Kesenian tradisional yang berkembang di kampung curugdahu desa
kadubeureum kecamatan padarincang kabupatne serang, iringan ngarak buaya
putih biasanya dilakukan dalam kegiatan mengirimkan bahan-bahan
keperluan hajatan yang menjadi ciri khas daerah setempat, dimana
keperluan hajatan ditata sedemikian rupa pada sebatang pohon bambu yang
dibentuk rangka mirip seekor buaya, dengan panjang mencapai 8 sampai 10
meter, dengan dihiasi janur kelapa. Buaya putih dimainkan secara
keseluruhan oleh 40 orang, dimana 4 orang pemain laki-laki yang bertugas
memegang umbul-umbul sebagai pembatas barisan, 2 orang bagian paling
depan dan 2 orang lagi sebagai pemegang spanduk, 1 orang sebagai penarik
penonton, di belakang 10 orang sebagai penari mojang desa, berdiri
sepasang pengantin yang diapit kedua orang tua yang di lengkapi dengan
seorang pembawa payung kebesaran. Dibagian tengah terdapat 4 orang
sebagai pemikul buaya putih yang harus mampu memainkan buaya putih
dengan baik, dibawah kendali seoranag pawang buaya yang bernama ma ijah,
tarian buaya putih ini diiringi oleh 14 orang pemain musik rudat,
dengan alat yang terdiri dari : Gending paria ria, kemplongan, dan
gembrung.
Pantung Bambu adalah alat musik tradisional khas masyarakat cilegon
yang terbuat dari bambu berdiameter rata-rata 10cm, panjang 80cm, beruas
dua dengan lubang di tengah dan berlidah disayat dengan tiga buah senar
bernada empat tangga nada. Dalam satu grup pantun bambu dibutuhkan
paling sedikit tiga pantun yang terdiri dari pantun melodi gendang
tapak, pantun bas gendang dan pantun ritme patingtung. Pada awalnya
musik pantun di mainkan disaat-saat melepas lelah setelah para petani
berkerja disawah, dengan peralatan bambu sederhana dapat menimbulkan
irama yang menghibur. Dalam perkembangannya saat alat musik "Pantun"

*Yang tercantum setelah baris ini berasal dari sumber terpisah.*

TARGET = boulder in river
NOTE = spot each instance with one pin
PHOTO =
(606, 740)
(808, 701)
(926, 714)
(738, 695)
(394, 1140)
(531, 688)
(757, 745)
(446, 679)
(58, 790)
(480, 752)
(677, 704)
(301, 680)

telah di kolaborasi dengan alat musik lainnya seperti musik patingtung,
rudat, terbang gede dan sebagainya. Pantun sekarang ini juga digunakan
untuk mengiringi lagu dan tarian.
Terbang
gede merupakan salah satu kesenian tradisional Banten yang tumbuh dan
berkembang pada waktu para penyebar agama islam menyebarkan ajarannya di
Banten, oleh karena itu kesenian terbang gede berkembang secara pesat
di lingkungan pesantren dan mesjid-mesjid.
Rampak Beduk merupakan sajian instrumen berupa perkusi, yang ditingkahi
suara bedug berbagai ukuran. Ada empat bedug diikat kain merah biru,
yang dipukul oleh pemain yang berdiri di tengah. Di pinggirannya,
kelompok musik menimpali dengan bedug berbagai ukuran. Sesekali suara
terdengar dari mulut para pemainnya, mirip suara musik tiup. Namun, tak
ada sajian instrumen tiup. Yang terdengar, suara harmonis antara bedug
dan para vokalis tradisi saling menyahut. Seni Rampak Bedug berawal dari
kebiasaan penduduk berkeliling kampung sambil memukul bedug kala sahur
di bulan puasa. Yang kemudian dijadikan ajang untuk beradu keras memukul
bedug. Alhasil terjadilah pertemuan antar mereka, saling beradu
kekuatan bedug. Tari Rampak Beduk Banten dimainkan oleh secara masal.
Sekilas, gerakannya mirip tarian dari daerah Aceh.